Ich versuchte nicht zu weinen, doch es fiel mir unendlich schwer und eh ich es verhindern konnte, kullerten die Tränen aus meinen Augen. Eigentlich hatte ich das nicht tun wollen. Hoseok sollte kein schlechtes Gewissen haben.
Ich hatte zusehen können, wie er stärker und stärker wurde. Wie seine Depressionen zwar kamen, aber er lernte, sie zu beherrschen und sich so selbst wieder fast. Er war so wunderschön und ich fühlte Erleichterung, dass immerhin einer von uns beiden endlich wieder vorwärtsging. Doch er ging ohne mich.
Das war der Lauf der Dinge. Ich konnte mich nicht zwingen, ihm zu folgen. Er konnte mich auch nicht hinter sich herziehen. Mir war klar, dass ich es allein schaffen musste und deswegen hatte ich auch mein Bestes gegeben, ihn nicht aufzuhalten, auch wenn kleine, fiese Stimmen in mir waren, die ihn guilt-trippen wollten, weil er mich allein ließ. Stimmen, die mir auch sagten, dass er mich sowieso vergessen würde, wenn er erst mal wieder da draußen war.

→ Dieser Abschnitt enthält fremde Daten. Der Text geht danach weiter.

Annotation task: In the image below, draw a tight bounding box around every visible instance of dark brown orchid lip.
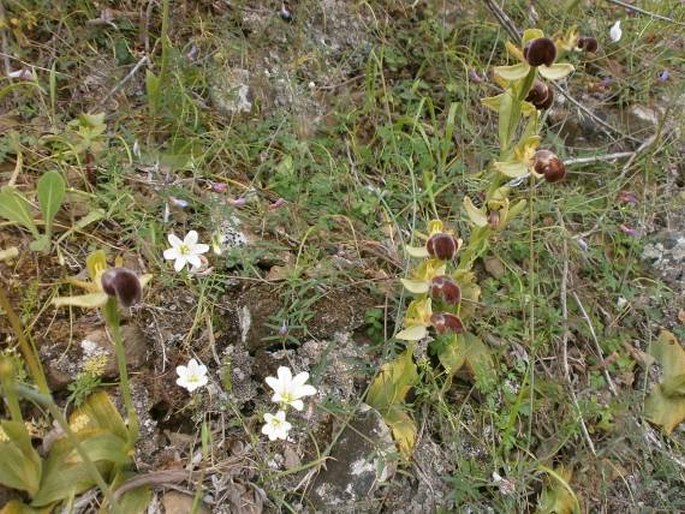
[426,232,459,261]
[526,80,554,110]
[100,268,143,307]
[523,37,557,66]
[533,150,566,182]
[431,312,464,334]
[430,275,461,305]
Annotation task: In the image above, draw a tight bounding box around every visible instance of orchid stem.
[102,297,139,445]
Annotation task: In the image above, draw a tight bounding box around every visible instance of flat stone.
[310,405,397,512]
[162,491,209,514]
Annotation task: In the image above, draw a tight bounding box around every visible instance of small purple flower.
[226,196,247,207]
[469,68,483,84]
[618,191,639,205]
[618,225,640,237]
[268,198,285,211]
[186,45,199,62]
[169,196,188,209]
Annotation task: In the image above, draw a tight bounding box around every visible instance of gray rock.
[310,405,396,512]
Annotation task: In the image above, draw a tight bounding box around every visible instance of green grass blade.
[0,186,40,239]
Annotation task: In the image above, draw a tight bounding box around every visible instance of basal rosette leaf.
[645,330,685,434]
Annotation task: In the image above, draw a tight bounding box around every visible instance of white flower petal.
[264,377,281,391]
[298,384,316,396]
[183,230,198,246]
[185,255,202,268]
[193,243,209,253]
[164,248,181,261]
[174,255,186,273]
[293,371,309,386]
[166,234,183,248]
[609,20,623,43]
[276,366,293,385]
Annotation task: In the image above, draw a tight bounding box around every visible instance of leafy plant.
[0,171,66,253]
[645,330,685,434]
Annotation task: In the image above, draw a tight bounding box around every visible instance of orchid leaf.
[495,62,530,82]
[464,196,488,227]
[0,186,40,239]
[538,62,575,80]
[383,405,417,459]
[36,171,66,240]
[400,278,430,294]
[405,246,429,259]
[0,421,42,496]
[366,345,419,416]
[495,161,528,178]
[645,330,685,434]
[52,293,108,309]
[395,325,428,341]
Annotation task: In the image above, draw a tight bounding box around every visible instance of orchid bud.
[430,275,461,305]
[431,312,464,334]
[526,80,554,110]
[488,210,502,229]
[426,232,459,261]
[576,36,599,53]
[100,268,143,307]
[533,150,566,182]
[523,37,557,66]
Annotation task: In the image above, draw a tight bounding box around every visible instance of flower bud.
[526,80,554,110]
[523,37,557,66]
[426,232,459,261]
[488,210,502,229]
[576,36,599,52]
[431,312,464,334]
[533,150,566,182]
[100,268,143,307]
[429,275,461,305]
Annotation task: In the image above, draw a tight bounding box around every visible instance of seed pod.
[100,268,143,307]
[526,80,554,110]
[429,275,461,305]
[523,37,557,66]
[533,150,566,182]
[431,312,464,334]
[576,36,599,52]
[426,232,459,261]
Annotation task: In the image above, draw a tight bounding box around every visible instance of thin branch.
[100,55,148,106]
[572,292,618,396]
[607,0,685,25]
[564,152,635,166]
[0,0,12,76]
[485,0,521,41]
[557,212,597,456]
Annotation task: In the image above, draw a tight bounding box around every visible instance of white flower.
[609,20,623,43]
[265,366,316,410]
[262,410,293,441]
[164,230,209,272]
[176,359,209,393]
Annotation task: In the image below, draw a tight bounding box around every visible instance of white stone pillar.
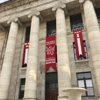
[52,5,71,100]
[24,12,39,100]
[0,21,18,100]
[80,0,100,96]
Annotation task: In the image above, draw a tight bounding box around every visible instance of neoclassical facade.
[0,0,100,100]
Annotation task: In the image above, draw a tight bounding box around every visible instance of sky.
[0,0,8,3]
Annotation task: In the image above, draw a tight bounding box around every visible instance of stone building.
[0,0,100,100]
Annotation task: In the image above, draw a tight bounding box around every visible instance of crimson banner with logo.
[45,36,57,72]
[73,30,86,59]
[22,41,29,67]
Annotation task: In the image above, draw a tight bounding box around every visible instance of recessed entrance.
[45,72,58,100]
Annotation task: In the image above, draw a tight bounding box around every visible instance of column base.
[63,88,86,100]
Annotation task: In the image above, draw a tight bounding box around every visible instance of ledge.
[74,59,89,63]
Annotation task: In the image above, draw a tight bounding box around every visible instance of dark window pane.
[19,91,24,99]
[56,83,58,88]
[87,88,94,96]
[73,40,88,60]
[25,26,30,42]
[51,83,56,89]
[70,14,84,31]
[77,73,84,79]
[47,20,56,37]
[21,78,25,85]
[84,73,91,78]
[78,80,85,87]
[95,8,100,25]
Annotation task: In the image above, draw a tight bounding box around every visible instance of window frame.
[73,40,88,61]
[70,13,84,31]
[95,8,100,26]
[76,72,95,97]
[18,78,26,99]
[46,20,56,37]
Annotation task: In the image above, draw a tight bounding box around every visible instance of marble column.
[0,21,18,100]
[80,0,100,96]
[24,14,39,100]
[52,4,71,100]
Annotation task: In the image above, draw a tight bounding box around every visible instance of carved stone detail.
[52,1,66,11]
[75,61,90,68]
[7,16,22,26]
[79,0,85,3]
[28,10,40,18]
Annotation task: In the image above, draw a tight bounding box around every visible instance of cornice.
[0,0,38,12]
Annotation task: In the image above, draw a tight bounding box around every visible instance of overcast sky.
[0,0,8,3]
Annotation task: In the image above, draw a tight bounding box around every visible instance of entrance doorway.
[45,72,58,100]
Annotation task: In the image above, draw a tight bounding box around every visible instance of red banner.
[45,36,57,72]
[73,30,86,59]
[22,41,29,67]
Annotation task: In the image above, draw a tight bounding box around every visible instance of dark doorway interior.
[45,72,58,100]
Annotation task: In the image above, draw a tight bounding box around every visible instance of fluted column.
[0,20,18,100]
[24,11,39,100]
[80,0,100,96]
[52,4,71,100]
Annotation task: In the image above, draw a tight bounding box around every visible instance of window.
[70,14,84,31]
[25,26,30,42]
[73,40,88,60]
[47,20,56,37]
[19,78,25,99]
[77,72,94,96]
[95,8,100,25]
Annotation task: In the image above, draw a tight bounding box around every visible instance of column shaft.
[56,8,71,97]
[0,22,18,100]
[83,0,100,96]
[24,16,39,100]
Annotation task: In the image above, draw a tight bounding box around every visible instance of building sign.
[45,36,57,72]
[22,42,29,67]
[73,30,86,59]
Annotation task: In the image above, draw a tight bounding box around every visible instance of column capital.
[7,16,22,26]
[28,10,43,20]
[52,2,66,11]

Ein Teil von mir wollte all diese negativen Gefühle an ihm herauslassen und ihn anschreien, dass er sich nie hätte in mein Herz schummeln dürfen, doch die meiste Zeit schaffte ich das zu unterdrücken. Bisher, wenn mein Ton doch mal schärfer wurde, oder ich was Dummes sagte, was ich sofort bereute, hatte er sehr lieb darauf reagiert, doch ich hatte es auch nicht darauf angelegt, ihn zu verletzen oder ihn zu reizen. Ich wollte doch ein guter Freund sein und ich hatte mein Bestes gegeben.
Doch jetzt war der Tag gekommen und er würde gehen. Weinend lag ich in seinen Armen und konnte nicht mehr verstecken, wie traurig ich war, auch wenn ich mich für ihn freuen sollte, dass er gelernt hatte, was er brauchte, um die echte Welt in Angriff zu nehmen.
"Jimin", wisperte er mir zu, "ich liebe dich. Vergiss das nicht. Wir sehen uns wieder, ich komme so oft vorbei, um dich zu besuchen, wie ich kann." Ich sah ihn an und er strich mir die Tränen weg. Er schenkte mir den wärmsten Blick, den ich je gesehen hatte, doch auch wenn ich einen Moment dachte, er würde mich küssen, tat er es nicht.
"Du ...", begann ich, "du hast es gut gemacht und ich bin stolz auf dich."
Wieder löste sich eine Träne aus meinem Augenwinkel. Egal wie neidisch ich auf ihn war, egal wie sehr ich mir wünschte er würde hier bleiben können, damit ich mich in sein Bett schleichen konnte, wenn die Gedanken in meinem Kopf zu laut waren, um zu schlafen, ich meinte es ernst und meine Worte kamen von Herzen. Wer würde ihn halten, wenn er weinte, weil er nicht mehr konnte? Seine Episoden wurden weniger und auch nicht mehr so schlimm, aber was, wenn er doch mal wieder von der Schwärze verschluckt wurde? Konnte er das allein? Er lächelte nostalgisch.
"Es bedeutet mir die Welt, dass du das sagst", wisperte er. Er hielt meine Hände in seinen und lehnte sich dann doch zu mir, um mir einen sanften Kuss auf den Haaransatz zu drücken. Seine Eltern, die gekommen waren, um ihn abzuholen, schauten ein bisschen irritiert, doch schienen es dann einfach hinzunehmen.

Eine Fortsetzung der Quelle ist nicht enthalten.